The first cabinet meeting chaired by Sifi Ghrieb focused on the 2026 finance bill and the implementation of the strategy promoted by President Abdelmadjid Tebboune.
Behind the display of efficiency and field visits, observers criticize the approach as more about communication than genuine reform.
On Thursday, September 25, Algerian Prime Minister Sifi Ghrieb held his inaugural meeting with the full government. According to an official statement, the session aimed to define a “practical approach”
for implementing the directives issued by President Tebboune during the Council of Ministers on September 21.
The government reviewed the draft 2026 finance bill, presented as a key tool to encourage investments, diversify exports and address social needs.
This sequence reflects the president’s desire to instill a “hands-on” approach among his ministers. Tebboune himself highlighted in a national press interview that he had selected Sifi Ghrieb for his “operational” profile and perceived ability to accelerate public action.
The new government’s first days were marked by highly publicised field visits: inaugurating a factory in Jijel, announcing mining and railway projects in the east, inspecting energy projects in Béchar and Tindouf, and touring desert areas with the Minister of Health.
Yet behind these staged appearances, the reality is less promising. Algeria’s economy remains heavily dependent on hydrocarbons, and diversification promises are slow to materialize.

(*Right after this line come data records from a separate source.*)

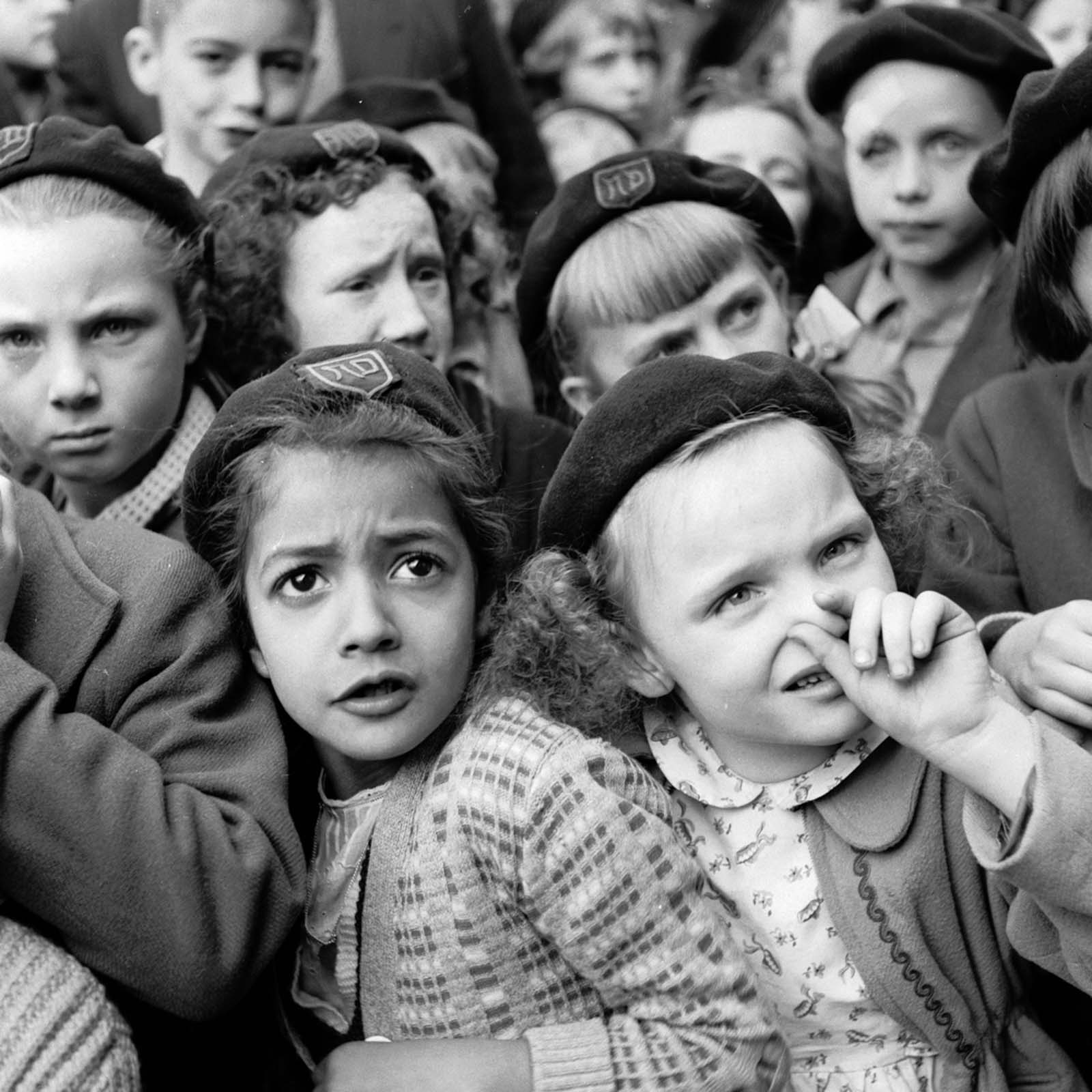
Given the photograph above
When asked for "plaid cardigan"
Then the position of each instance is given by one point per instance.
(526, 880)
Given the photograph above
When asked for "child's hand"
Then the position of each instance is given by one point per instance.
(915, 667)
(11, 555)
(437, 1065)
(1048, 661)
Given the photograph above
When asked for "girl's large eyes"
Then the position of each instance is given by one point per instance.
(418, 567)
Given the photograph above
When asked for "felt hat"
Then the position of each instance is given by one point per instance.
(655, 410)
(396, 103)
(620, 184)
(988, 45)
(305, 149)
(61, 145)
(1051, 109)
(334, 378)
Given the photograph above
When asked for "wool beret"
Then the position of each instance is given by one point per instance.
(334, 378)
(988, 45)
(61, 145)
(397, 103)
(655, 410)
(1051, 111)
(620, 184)
(305, 149)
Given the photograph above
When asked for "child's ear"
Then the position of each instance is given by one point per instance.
(644, 673)
(259, 661)
(142, 58)
(578, 392)
(196, 321)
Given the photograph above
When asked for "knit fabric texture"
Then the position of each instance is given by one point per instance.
(527, 882)
(58, 1031)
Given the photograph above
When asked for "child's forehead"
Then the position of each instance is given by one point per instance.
(906, 92)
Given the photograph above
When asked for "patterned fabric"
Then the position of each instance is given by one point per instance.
(527, 882)
(751, 844)
(325, 979)
(58, 1031)
(141, 504)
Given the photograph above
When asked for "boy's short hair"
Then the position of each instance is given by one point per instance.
(156, 14)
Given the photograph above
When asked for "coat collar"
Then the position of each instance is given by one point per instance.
(63, 611)
(875, 811)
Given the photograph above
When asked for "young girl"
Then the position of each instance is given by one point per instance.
(655, 254)
(591, 69)
(504, 900)
(876, 822)
(104, 263)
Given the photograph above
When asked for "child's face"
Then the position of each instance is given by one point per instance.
(360, 591)
(93, 351)
(614, 70)
(222, 72)
(375, 271)
(1063, 27)
(27, 32)
(913, 134)
(764, 142)
(742, 313)
(724, 556)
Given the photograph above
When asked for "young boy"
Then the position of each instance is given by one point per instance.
(919, 92)
(27, 59)
(221, 72)
(104, 386)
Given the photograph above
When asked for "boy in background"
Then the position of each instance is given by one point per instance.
(919, 92)
(221, 72)
(27, 59)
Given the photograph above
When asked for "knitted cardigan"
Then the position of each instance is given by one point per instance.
(524, 879)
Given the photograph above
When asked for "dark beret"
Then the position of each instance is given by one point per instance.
(1051, 111)
(305, 149)
(336, 378)
(988, 45)
(655, 410)
(592, 199)
(530, 18)
(61, 145)
(397, 103)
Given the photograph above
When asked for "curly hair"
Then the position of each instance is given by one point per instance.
(560, 637)
(254, 221)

Budgetary prospects are constrained by volatile oil and gas prices, while the 2026 finance bill relies on traditional revenue sources: costly subsidies, temporary fiscal measures, and repeated calls for foreign investment.
Major industrial projects highlighted—mining, infrastructure, energy—appear more as political announcements than immediate drivers of transformation.
Moreover, the government’s focus on “efficiency” and “synergy” between ministries masks the absence of genuine democratic debate over economic choices. Civil society and critical political parties have no say in drafting the finance bill, which has become a technocratic exercise directed by the executive branch.
If the Ghrieb team wishes to embody renewal, it will need to go beyond ceremonial tours and “emergence” slogans. Without structural reforms, more transparent governance, and meaningful engagement with society,
the risk is high that this “battle-ready” launch will remain a communications exercise, with little tangible impact on Algerians’ daily lives.